Introduced by Chris Arnsby. Mike Smith: “Good evening. And welcome to Top of the Pops. Some good acts in the studio tonight. Four live acts in here. Fourteen new entries in the chart. And over here a Top of the Pops debut, this is Iggy Pop.
[18]
Iggy Pop: Real Wild Child (Wild One). Mr Pop can be spotted leaping around on stage behind Mike Smith
during the introduction. It's part of his warm up for an exhausting
performance; Iggy writhes; Iggy leaps; Iggy skips; Iggy windmills his arms;
Iggy climbs onto the piano; the one thing Iggy doesn't do well is mime well.
He's also a bit casual with the studio equipment, tossing the microphone around
and flailing the stand in quite a dangerous way. Fortunately, he doesn't repeat
the excess of his 1977 performance of Lust for Life, on Dutch show TopPop,
during which he did approximately 50 guilders-worth of damage to a stage light
and studio palm tree.
[24]
The Mission: Wasteland. On video.
[6] Robbie Nevil: C'est La Vie. You remember Robbie Nevil. Don't you? Mr
Nevil, Nev, the Nevster, Nevsey-wevsey, Aston Nevila. I don't. I have no
recollection of the man himself although I
do remember the backing singers going “c'est la vie, c'est la vie,”
(very helpful at the time for my French GCSE). Looking now at his luxurious cascading
mop of curled hair, it's possible my brain combined my memory of him and
Michael Bolton. “Could
be number one next week,” says Mike Smith continuing his streak of tipping
apparently random songs for the top of the charts.
Top
40 Charts.
[15] The Style Council: It Didn't Matter. I've got nothing. The Style Council
passed me by in the eighties and these repeats have continued the trend. (John-
I doesn’t matter anyway according to The Well)
Top
40 Breakers: [31] UB40, Rat In Mi Kitchen; [30] Siouxsie & The Banshees,
This Wheel's On Fire; [29] Dead or Alive, Something In My House.; [28]
The Bangles, Walking Down Your Street.
[5] Elkie Brooks: No More The Fool. “It could be number one next week,”
says Mike Smith tipping another song. You can't keep picking songs Mike, choose
one and stick to it.
Lighting
Director this week is Eric Wallis, making a return to Top of the Pops
for the first time since about 1983. (John- I wonder where he’s been?) He
arranges a white spotlight behind Elkie Brooks that casts a dramatic shadow
across the smoky studio. It makes a suitabley vengeful atmosphere for the song.
The
audience are split. The bunch stage right have decided to wave their arms in a
jaunty way, which goes against the mood of the song somewhat.

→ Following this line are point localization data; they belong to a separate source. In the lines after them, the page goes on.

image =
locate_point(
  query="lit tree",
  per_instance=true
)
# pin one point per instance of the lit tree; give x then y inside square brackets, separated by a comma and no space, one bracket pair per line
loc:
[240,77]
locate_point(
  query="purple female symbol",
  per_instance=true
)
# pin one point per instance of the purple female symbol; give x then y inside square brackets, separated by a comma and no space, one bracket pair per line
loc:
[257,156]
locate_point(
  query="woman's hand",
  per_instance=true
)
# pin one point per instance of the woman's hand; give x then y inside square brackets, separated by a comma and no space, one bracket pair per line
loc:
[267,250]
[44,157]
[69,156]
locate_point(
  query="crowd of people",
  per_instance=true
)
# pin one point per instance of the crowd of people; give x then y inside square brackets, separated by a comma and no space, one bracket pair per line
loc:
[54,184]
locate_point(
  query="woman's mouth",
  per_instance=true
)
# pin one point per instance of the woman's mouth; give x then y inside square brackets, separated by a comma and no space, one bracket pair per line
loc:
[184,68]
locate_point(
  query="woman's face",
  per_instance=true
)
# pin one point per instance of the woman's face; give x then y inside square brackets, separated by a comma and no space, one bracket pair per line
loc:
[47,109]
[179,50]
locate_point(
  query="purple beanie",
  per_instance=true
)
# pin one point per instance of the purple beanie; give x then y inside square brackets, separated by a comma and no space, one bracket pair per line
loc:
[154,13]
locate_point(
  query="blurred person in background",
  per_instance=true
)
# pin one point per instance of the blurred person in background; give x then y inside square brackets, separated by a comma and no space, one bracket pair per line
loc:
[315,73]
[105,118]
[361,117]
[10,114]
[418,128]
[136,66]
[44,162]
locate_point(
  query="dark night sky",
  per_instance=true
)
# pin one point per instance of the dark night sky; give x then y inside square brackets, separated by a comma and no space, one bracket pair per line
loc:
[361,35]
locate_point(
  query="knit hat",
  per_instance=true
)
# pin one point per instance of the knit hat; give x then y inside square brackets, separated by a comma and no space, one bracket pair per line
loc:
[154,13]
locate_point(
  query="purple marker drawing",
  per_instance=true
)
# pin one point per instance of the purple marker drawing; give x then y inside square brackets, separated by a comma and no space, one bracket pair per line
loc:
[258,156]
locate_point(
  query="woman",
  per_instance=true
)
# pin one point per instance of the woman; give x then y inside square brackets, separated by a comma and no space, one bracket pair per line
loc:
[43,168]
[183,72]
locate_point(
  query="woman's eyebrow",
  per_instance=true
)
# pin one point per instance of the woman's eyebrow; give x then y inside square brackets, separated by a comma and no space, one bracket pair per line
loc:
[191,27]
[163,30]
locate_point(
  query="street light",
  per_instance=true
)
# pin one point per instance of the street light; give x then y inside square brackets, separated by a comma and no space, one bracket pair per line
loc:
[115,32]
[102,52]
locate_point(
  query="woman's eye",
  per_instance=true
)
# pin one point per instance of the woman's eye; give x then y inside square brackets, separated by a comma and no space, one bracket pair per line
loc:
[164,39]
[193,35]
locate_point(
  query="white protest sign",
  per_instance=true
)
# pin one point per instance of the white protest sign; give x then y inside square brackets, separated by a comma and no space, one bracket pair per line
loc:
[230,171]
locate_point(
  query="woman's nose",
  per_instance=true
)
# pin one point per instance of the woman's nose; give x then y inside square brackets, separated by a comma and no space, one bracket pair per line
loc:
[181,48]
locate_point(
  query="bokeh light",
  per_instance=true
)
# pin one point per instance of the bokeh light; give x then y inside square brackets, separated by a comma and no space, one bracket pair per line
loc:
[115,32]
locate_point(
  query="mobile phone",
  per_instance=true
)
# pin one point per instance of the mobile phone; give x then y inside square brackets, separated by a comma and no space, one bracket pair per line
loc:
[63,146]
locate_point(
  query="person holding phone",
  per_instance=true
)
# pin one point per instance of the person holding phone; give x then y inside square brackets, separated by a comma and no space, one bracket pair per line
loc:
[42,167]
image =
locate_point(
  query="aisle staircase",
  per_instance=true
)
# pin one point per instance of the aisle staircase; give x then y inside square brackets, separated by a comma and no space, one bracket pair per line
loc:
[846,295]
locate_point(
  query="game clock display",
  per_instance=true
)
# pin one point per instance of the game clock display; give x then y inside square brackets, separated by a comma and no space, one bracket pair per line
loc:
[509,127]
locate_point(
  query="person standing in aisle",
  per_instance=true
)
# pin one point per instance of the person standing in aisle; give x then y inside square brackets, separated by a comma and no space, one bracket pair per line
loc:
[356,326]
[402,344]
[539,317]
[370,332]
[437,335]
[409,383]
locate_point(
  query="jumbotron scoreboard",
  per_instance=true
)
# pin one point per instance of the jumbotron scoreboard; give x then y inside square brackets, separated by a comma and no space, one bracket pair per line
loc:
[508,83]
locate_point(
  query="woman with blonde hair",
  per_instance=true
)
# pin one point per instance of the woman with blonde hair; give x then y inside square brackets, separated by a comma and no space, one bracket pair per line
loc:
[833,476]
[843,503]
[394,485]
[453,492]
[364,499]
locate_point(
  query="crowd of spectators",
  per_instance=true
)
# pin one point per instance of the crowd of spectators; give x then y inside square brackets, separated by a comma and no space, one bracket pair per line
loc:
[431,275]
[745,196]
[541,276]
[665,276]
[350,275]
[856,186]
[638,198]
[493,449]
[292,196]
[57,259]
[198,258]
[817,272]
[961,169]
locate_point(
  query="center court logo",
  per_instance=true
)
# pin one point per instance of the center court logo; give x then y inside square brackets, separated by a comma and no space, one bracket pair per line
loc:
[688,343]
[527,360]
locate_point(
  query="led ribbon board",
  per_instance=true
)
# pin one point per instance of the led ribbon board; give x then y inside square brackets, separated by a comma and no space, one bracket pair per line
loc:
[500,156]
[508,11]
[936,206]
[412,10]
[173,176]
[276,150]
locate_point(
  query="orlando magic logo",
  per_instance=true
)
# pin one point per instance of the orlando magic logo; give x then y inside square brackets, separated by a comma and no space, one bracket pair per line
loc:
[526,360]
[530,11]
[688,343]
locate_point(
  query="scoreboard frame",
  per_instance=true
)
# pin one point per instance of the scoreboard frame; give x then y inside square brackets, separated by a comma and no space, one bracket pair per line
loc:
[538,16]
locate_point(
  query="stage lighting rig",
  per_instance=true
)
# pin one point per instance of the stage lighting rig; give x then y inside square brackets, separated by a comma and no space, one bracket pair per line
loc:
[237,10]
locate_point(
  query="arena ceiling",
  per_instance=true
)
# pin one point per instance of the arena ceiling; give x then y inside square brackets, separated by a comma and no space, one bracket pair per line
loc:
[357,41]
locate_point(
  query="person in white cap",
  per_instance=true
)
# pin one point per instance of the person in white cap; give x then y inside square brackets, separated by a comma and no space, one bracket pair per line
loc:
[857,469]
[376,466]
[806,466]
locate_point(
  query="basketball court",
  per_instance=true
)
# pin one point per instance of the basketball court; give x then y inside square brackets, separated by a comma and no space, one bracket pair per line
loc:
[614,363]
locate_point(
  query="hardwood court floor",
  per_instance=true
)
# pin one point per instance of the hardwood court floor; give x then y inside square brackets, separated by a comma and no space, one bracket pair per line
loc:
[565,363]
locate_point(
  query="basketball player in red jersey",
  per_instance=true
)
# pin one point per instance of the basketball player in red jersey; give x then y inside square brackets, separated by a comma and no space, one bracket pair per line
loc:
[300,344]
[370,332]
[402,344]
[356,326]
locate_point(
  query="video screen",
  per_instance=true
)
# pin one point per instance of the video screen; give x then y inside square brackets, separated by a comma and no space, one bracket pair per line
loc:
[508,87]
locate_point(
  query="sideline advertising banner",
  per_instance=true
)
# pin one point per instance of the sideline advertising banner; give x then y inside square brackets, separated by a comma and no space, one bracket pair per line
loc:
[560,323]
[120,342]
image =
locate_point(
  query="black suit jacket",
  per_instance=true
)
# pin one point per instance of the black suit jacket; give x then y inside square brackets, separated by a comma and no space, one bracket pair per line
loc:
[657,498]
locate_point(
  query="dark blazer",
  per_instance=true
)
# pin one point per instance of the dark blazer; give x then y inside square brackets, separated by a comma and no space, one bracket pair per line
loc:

Stage left look
more serious. They stand and sway while they contemplate the question of what
dreams sound like when they fall and hit the ground, and if they did so in a
forest would anyone hear?
Top 10 Charts.
[1]
Jackie Wilson: Reet Petite. On video.
[3]
Alison Moyet: Is This Love? Mike Smith ends on a gag, wrapped in a scarf and wearing a Doctor
Seuss-esque towering wollen hat. Winter 1987 had turned cold. Gary Davies and
Steve Wright host next week and the closing credits background remains the
still from the opening titles and... what's this?
I'm downloading Top of the Pops from the super-secret-storage vault (https://mega.nz/folder/h0snQACa#uiNNqosfbdrfzODHsE1clw/folder/kpVhQAqJ shhh!) and a lot of them are copies from the BBC Archive; they have timecodes at the start. This one ends oddly. Alison Moyet is faded out abruptly and the screen turns blank. Suddenly a voice is heard, “right on we go,” and we hear studio chatter as the picture fades back on a wobbly wide shot of the studio. For a few seconds the picture bounces between various cameras before settling on a shot zooming across the studio -as we hear an alarmed squeak and the same voice from earlier says, “it's alright, don't panic it's only a camera.” We settle on a picture pointing at the shoes of a camera operator sitting up on a crane, then the picture pans left to the main stage. Beyond all the audience hubub, figures can be seen gathering on the main stage. It's another band preparing to film a post- show performance. Who can it be? It's a band of four and one of them has a bouffant hairdo and is carrying a guitar. Annoyingly, this is the point the tape runs out. It's an intriguing glimpse behind the curtain.
PERFORMANCE OF THE WEEK: Iggy Pop, Real Wild Child (Wild One).